Using Transparency on Scatterplots to Display Point Density
Many times when using a scatterplot that contains a high density of points, it is difficult to fully understand the data since some points are obscured by other points. Furthermore, there are many cases where the density of points needs to be understood, but this type of analysis cannot always be accomplished with normal scatterplot techniques. To facilitate solutions to both of these problems, it is possible in STATISTICA 10 to control point transparency in a scatterplot. This example illustrates creating a scatterplot with transparent points in STATISTICA.
The data that I am using is one day’s worth of recorded observations from a power plant (more than 25,000 pairs of data). The variables measured are recorded so often that a scatterplot of the data is usually not useful since all patterns in the data are lost due to a high density of plot points. If we produce the default scatterplot for this data we get this:
Here we see that there seems to be no obvious relationship between our X and Y variables. The problem is that we can’t see the density of the points at each spot, so visually a single outlier has as much impact as a point that represents 100 observations. To try to more accurately display our data graphically, let’s use the new transparency feature.

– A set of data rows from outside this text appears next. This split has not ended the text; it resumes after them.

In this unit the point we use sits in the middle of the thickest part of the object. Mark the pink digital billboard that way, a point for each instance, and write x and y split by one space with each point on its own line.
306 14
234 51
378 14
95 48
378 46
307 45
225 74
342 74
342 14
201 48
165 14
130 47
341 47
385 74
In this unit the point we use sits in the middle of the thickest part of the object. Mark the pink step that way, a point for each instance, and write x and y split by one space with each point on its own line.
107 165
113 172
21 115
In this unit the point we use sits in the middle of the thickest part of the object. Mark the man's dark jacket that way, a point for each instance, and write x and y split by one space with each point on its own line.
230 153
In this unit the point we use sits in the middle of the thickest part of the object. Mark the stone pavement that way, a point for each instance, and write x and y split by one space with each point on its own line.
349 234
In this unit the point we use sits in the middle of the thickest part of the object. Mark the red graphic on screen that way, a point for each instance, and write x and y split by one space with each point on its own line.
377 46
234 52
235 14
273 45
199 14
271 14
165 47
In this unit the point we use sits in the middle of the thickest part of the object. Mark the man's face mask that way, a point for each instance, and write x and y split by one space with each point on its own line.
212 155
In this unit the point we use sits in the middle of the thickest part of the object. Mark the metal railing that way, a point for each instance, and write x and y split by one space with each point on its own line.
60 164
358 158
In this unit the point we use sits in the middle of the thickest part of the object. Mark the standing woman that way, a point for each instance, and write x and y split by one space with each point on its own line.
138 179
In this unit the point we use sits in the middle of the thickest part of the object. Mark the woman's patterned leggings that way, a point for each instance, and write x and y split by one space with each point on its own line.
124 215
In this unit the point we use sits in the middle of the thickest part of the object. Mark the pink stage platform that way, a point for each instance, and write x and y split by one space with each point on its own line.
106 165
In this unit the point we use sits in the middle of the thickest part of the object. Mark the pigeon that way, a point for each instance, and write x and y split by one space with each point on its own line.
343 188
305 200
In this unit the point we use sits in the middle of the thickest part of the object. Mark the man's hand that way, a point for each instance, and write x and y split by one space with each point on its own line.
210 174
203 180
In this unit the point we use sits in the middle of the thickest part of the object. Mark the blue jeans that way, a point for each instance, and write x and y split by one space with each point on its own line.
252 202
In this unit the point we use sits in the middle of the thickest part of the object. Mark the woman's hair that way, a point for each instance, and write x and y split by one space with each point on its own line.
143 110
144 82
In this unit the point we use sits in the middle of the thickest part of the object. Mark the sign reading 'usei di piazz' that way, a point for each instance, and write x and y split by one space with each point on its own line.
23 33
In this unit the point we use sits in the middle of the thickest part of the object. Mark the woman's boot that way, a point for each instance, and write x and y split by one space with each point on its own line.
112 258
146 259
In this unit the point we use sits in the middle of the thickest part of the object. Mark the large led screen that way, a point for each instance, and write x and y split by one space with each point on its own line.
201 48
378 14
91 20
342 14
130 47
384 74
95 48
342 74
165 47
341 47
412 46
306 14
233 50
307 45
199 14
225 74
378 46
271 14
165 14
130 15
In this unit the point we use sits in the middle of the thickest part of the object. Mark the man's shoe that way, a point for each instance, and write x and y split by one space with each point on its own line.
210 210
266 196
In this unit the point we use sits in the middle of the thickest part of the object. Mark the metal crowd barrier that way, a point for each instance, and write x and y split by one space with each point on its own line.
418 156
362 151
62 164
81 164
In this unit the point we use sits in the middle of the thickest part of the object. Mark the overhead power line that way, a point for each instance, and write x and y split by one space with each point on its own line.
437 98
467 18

The transparency slider that controls the plot point transparency is located in the lower-right corner of the scatterplot. I changed the transparency of the points to about 80%.
Now our plot is displaying data in a way that more information can be gained from it. We see that the majority of the points (where the plot is the darkest) falls inside a “bowtie” shape bounded by +/- 250 on the Y axis. This pattern enables us to have a much deeper understanding about the relationship between X and Y. We could not see this very distinctive pattern until we applied point transparency in our scatterplot.
Point transparency is just one of many improvements in graphical displays in STATSISTICA 10. We can see from this example that these improvements don’t just produce better looking graphics, they also present new ways to use graphics to glean information from complicated data sets.
-Shannon L. Dick